Mais il est temps que je complète mes déclarations sur les théories de la naissance qu’élaborent les enfants, autrement, nous ne sortirons jamais de ce chaos. L’enfant, je vous l’ai déjà dit, sait que l’on vit dans le ventre de sa mère avant que de venir au monde ; il le sait d’autant mieux qu’il est plus jeune. Et la Bible, entre autres, veille à ce que ce ne soit point oublié : n’y est-il point écrit « Et l’enfant sautait dans le giron de sa mère… » Parfois, on localise très exactement l’endroit où demeure l’enfant pas encore né : dans l’épigastre, c’est-à-dire dans l’estomac. Et c’est sans doute cette idée qui est à l’origine de l’expression : la femme porte l’enfant sous son cœur. Racontez cela à l’occasion à votre médecin, cela pourra lui être utile pour ses diagnostics et ses traitements, notamment quand il s’agit de troubles gastriques, depuis les nausées jusqu’au cancer de l’estomac. S’il accueille votre réflexion avec un haussement d’épaules, cherchez-en un autre ; car le vôtre n’est plus « à la page », même s’il est très savant. Rien ne vous est plus désagréable, je le sais, que le sentiment d’être en retard sur la mode. Il existe aussi l’idée que la grossesse prend place dans le cœur même ; je vous ai cité un cas où cette conviction détermina une maladie qui persista jusqu’à l’analyse. Ceux qui, dans leur enfance, ont adopté cette manière de voir sont mal partis. Car cette idée absurde — découlant des tendres expressions « Je te porte dans mon cœur… » et « Enfant de mon cœur… » — se lie obscurément à l’horrible impression d’avoir déchiré le cœur de la mère — en vérité, en vérité ! Cela aussi, votre médecin devrait le savoir… à cause de ses cardiaques. Pour vous découvrir dans toute son ampleur la sottise des enfants, j’ajouterai encore ce que je sais des patients atteints d’affections oculaires : l’idée d’une grossesse de l’œil existe — il vous suffit de penser au mot « pupille » — et cela provient de ce que la mère appelle de temps à autre son enfant : « prunelle de mes yeux… » A moins que ce ne soit l’expression « prunelle de mes yeux » qui provienne du fait que cette théorie est si généralement répandue qu’elle se trouve reflétée dans toutes les langues ? Je n’en sais rien.

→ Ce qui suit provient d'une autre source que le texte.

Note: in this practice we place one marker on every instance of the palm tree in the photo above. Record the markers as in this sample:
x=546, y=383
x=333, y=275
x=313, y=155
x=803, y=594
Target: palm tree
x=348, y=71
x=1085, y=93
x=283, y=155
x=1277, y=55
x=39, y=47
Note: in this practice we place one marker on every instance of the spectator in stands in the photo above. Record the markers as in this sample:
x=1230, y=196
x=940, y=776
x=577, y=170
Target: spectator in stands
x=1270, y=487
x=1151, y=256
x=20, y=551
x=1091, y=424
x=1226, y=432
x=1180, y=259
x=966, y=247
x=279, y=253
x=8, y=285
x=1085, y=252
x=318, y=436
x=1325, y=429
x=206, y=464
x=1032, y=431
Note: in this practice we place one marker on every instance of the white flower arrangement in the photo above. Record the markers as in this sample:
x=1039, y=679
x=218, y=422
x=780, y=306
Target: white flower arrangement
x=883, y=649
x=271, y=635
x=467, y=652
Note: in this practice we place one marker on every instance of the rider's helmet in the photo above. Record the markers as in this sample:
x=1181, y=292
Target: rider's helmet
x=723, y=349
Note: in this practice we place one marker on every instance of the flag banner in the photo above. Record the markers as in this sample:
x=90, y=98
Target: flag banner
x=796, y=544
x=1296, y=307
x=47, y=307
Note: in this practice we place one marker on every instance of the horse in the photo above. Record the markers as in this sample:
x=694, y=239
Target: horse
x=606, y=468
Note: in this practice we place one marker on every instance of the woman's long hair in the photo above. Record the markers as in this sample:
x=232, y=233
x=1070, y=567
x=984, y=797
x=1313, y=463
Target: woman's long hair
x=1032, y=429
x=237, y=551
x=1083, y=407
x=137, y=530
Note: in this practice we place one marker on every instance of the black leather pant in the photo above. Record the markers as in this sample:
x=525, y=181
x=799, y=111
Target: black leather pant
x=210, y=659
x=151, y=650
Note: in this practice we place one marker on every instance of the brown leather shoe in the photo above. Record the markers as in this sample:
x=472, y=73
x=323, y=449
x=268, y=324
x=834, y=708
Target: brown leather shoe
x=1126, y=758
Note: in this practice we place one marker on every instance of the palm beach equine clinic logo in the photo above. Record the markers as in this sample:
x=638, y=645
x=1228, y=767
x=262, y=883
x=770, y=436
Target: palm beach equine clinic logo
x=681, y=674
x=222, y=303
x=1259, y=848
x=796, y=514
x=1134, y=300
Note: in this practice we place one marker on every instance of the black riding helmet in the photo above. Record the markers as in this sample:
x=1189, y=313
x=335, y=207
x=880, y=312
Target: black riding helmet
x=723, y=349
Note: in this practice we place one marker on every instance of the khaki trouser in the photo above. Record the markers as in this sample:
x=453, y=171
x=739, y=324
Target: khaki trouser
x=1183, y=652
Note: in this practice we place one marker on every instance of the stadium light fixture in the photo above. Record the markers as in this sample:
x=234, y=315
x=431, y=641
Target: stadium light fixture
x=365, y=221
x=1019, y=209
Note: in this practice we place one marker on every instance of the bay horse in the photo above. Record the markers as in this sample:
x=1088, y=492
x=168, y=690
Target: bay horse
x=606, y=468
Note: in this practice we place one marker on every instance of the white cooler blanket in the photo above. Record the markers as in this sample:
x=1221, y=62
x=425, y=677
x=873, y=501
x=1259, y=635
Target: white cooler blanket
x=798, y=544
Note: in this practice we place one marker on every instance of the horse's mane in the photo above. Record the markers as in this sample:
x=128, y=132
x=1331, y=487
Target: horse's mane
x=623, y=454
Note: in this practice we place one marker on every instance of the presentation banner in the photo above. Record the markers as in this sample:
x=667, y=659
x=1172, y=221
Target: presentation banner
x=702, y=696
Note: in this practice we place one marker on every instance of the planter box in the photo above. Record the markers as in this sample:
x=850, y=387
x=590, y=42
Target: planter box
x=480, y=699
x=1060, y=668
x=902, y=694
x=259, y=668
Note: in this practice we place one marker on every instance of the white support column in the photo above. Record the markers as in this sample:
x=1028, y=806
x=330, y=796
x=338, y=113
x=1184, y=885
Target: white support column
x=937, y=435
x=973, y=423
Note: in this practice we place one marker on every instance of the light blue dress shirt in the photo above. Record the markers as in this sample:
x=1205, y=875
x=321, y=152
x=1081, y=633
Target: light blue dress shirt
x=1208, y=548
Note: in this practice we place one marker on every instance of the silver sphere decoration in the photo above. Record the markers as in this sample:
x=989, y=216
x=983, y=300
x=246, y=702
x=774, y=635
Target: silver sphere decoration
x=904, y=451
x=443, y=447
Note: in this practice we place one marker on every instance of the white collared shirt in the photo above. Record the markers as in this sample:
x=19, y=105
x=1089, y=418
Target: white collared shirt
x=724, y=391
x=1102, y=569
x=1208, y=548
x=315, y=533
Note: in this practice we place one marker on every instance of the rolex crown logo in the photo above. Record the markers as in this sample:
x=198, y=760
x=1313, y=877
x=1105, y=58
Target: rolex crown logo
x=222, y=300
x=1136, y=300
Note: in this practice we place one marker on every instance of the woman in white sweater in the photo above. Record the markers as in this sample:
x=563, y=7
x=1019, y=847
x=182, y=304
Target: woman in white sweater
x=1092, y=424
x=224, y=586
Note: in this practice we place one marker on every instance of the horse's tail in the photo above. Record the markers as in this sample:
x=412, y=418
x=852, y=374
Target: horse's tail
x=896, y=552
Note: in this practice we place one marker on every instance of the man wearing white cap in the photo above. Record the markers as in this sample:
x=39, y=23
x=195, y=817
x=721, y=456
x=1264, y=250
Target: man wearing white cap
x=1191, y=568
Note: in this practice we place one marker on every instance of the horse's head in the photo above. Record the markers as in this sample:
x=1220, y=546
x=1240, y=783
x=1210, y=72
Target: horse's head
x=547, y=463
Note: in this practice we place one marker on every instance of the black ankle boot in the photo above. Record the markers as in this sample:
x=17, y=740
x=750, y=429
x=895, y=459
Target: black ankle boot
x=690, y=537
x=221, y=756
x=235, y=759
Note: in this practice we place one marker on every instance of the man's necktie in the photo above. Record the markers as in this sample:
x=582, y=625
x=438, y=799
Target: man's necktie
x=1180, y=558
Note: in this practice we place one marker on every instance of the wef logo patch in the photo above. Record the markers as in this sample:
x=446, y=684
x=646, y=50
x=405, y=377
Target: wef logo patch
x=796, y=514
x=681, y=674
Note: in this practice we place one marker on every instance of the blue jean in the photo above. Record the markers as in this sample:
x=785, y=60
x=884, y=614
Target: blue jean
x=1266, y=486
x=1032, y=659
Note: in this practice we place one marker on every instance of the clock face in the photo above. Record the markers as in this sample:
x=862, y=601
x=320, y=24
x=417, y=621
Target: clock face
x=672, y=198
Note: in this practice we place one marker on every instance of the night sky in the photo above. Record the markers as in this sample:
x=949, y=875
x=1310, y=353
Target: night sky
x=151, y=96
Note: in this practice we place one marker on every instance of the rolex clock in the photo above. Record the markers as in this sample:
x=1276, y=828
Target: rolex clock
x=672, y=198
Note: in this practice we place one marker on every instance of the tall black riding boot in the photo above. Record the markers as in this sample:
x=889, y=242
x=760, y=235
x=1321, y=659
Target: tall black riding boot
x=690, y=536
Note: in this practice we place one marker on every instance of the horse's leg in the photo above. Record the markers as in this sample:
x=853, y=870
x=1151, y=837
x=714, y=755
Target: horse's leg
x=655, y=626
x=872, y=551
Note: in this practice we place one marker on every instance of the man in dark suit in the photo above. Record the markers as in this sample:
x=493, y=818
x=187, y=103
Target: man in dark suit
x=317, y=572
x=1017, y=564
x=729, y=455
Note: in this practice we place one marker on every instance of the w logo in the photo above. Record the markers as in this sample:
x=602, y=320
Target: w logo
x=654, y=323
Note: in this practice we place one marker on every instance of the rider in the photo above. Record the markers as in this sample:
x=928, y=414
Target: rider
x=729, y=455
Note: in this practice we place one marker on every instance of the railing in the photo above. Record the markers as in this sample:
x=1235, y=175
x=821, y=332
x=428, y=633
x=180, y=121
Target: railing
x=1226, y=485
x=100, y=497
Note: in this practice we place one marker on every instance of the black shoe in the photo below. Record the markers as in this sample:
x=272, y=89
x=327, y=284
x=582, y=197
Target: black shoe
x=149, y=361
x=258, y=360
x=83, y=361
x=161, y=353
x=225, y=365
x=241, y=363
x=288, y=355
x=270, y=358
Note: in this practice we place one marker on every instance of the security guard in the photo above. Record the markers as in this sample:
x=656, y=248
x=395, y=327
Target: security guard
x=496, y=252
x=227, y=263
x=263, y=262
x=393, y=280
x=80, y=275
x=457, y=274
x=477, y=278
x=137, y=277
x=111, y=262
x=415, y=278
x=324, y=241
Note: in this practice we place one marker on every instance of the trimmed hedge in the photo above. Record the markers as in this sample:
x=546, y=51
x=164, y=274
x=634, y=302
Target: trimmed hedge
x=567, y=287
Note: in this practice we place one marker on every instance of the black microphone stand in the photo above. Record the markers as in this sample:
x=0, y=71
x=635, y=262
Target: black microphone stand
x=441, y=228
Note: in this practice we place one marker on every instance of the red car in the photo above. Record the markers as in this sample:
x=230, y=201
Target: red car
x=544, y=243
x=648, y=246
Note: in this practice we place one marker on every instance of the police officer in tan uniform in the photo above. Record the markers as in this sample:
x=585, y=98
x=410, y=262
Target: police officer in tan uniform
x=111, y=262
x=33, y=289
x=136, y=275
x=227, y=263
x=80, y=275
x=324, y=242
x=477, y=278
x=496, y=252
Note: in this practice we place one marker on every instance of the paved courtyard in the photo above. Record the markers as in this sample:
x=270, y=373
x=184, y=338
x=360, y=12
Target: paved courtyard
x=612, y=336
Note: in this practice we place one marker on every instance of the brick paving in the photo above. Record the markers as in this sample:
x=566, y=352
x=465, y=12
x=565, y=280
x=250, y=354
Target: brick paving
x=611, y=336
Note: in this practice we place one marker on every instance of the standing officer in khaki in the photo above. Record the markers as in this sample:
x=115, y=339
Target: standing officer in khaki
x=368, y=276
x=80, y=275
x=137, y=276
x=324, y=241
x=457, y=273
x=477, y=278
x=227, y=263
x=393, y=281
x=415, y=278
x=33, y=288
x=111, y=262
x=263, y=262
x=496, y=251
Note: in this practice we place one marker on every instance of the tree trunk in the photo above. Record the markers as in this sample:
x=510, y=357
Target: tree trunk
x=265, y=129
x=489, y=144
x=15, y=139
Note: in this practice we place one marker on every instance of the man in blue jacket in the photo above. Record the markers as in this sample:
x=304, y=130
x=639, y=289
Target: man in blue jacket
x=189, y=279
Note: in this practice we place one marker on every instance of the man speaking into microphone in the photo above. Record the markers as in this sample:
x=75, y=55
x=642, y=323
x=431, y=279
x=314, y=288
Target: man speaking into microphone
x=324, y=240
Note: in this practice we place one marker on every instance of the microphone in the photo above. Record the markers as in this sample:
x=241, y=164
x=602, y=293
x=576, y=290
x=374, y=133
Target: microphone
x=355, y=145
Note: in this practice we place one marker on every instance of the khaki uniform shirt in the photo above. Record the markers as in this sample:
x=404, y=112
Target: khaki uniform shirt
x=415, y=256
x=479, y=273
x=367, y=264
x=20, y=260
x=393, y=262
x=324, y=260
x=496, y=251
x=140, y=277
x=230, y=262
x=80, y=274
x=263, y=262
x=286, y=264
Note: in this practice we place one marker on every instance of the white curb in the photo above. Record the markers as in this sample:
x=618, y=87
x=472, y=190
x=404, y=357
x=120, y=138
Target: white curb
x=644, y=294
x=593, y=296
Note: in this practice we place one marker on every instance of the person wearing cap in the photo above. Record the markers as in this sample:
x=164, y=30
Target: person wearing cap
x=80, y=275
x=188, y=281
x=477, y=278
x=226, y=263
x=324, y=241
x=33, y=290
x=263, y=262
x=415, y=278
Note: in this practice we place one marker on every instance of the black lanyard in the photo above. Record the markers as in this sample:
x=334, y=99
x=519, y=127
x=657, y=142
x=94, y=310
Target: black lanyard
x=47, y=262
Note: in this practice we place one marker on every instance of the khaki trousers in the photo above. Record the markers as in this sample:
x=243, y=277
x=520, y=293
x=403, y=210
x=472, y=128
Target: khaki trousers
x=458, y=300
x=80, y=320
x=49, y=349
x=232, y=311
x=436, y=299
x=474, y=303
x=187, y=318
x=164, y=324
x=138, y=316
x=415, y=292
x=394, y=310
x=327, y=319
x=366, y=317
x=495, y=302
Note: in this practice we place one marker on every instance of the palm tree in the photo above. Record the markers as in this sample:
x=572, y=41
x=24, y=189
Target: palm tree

Peu importe, l’idée prédominante est en tout cas celle de la grossesse abdominale. Et mises à part les fantaisies comme l’éclatement ou l’ouverture du ventre avec un couteau, la naissance par le nombril ou par régurgitation, il ne reste plus à l’enfant qu’une hypothèse : c’est que le bébé vient au monde par le derrière. Je vous l’ai déjà dit, mais il faut que vous graviez cela profondément dans votre mémoire. Car c’est sur cette théorie que reposent toutes les constipations ; mais c’est aussi d’elle qu’est issu le sens de l’économie, donc le commerce, la notion de propriété et, enfin, le sens de l’ordre, oui, et bien d’autres choses ! Ne riez pas que je dis cela, ma chère. A peine l’ai-je exprimé que cela me paraît monstrueux, mais c’est pourtant vrai. Le Ça ne se préoccupe guère de notre esthétisme, de notre raison et de nos idées. Il pense pour son propre compte, à la manière d’un Ça et joue avec les notions au point que la raison s’y perd. « Pour moi, dit-il, un enfant est pareil à la saucisse que tu fabriques, être humain ; il est pareil aussi à l’argent que tu possèdes… J’allais oublier, il est pareil aussi à la petite queue qui distingue le garçon de la fille et que, par caprice, parce que cela me plaisait, j’ai attachée devant au lieu de derrière. Derrière, je la fais tomber une fois toutes les vingt-quatre heures, je la châtre ; et devant, je la laisse à ceux que je considère comme homines, des hommes ; je la retire aux autres humains, je les force à la rogner, la couper, l’arracher ? Car j’ai aussi besoin de filles. »

Tout cela, je vous l’ai déjà souvent raconté. Mais répéter n’est pas un mal. Maintenant, voyons ce que l’enfant pense de la conception.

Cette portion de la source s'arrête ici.